My cell phone was dying. It was a race to see if it was going to die quietly or whether it would catch fire and take me with it. Off to the store. We lucked out and were helped right away – no wait! I’d done my homework and knew what I wanted. Almost everything went as quickly as seems possible when getting a new cell phone.
It seemed we were close to finishing up. “You want the insurance plan, don’t you?” the salesclerk asks. “No! No!” my husband and I exclaim, almost in unison.

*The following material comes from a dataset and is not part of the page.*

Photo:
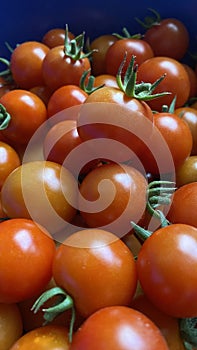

What we know is buying insurance and service plans for small purchases doesn’t save money – it’s costly. There is a reason every time you purchase a phone, a printer, or a computer, the salesclerk asks if you want to buy protection. And it’s not because they care one hoot about your finances. It’s very profitable for their employers.
The average monthly premium for cell phone insurance ranges from $7 to $17 depending on your carrier and phone, according to NerdWallet. That’s $84 to $204 every year.
But there’s a catch most consumers don’t know. These plans also have a deductible you pay before the insurance pays anything. Depending on your carrier, insurance plan, and device, this deductible may be as low as $25 or as high as $299.
If, like me, you are among the half of American adults who have never broken or lost a cell phone, phone insurance likely doesn’t make any sense. But if you are prone to cell phone disasters, unfortunately most of these insurance companies limit you to two claims in a 12-month period and then your coverage may be dropped.
For purchases of $1,000 or less, it probably makes more sense to use your emergency savings to cover any potential losses, rather than purchase protection plans. Rather than pay an insurance company a monthly premium, put that same amount into your savings monthly to help offset any future out-of-pocket expenses.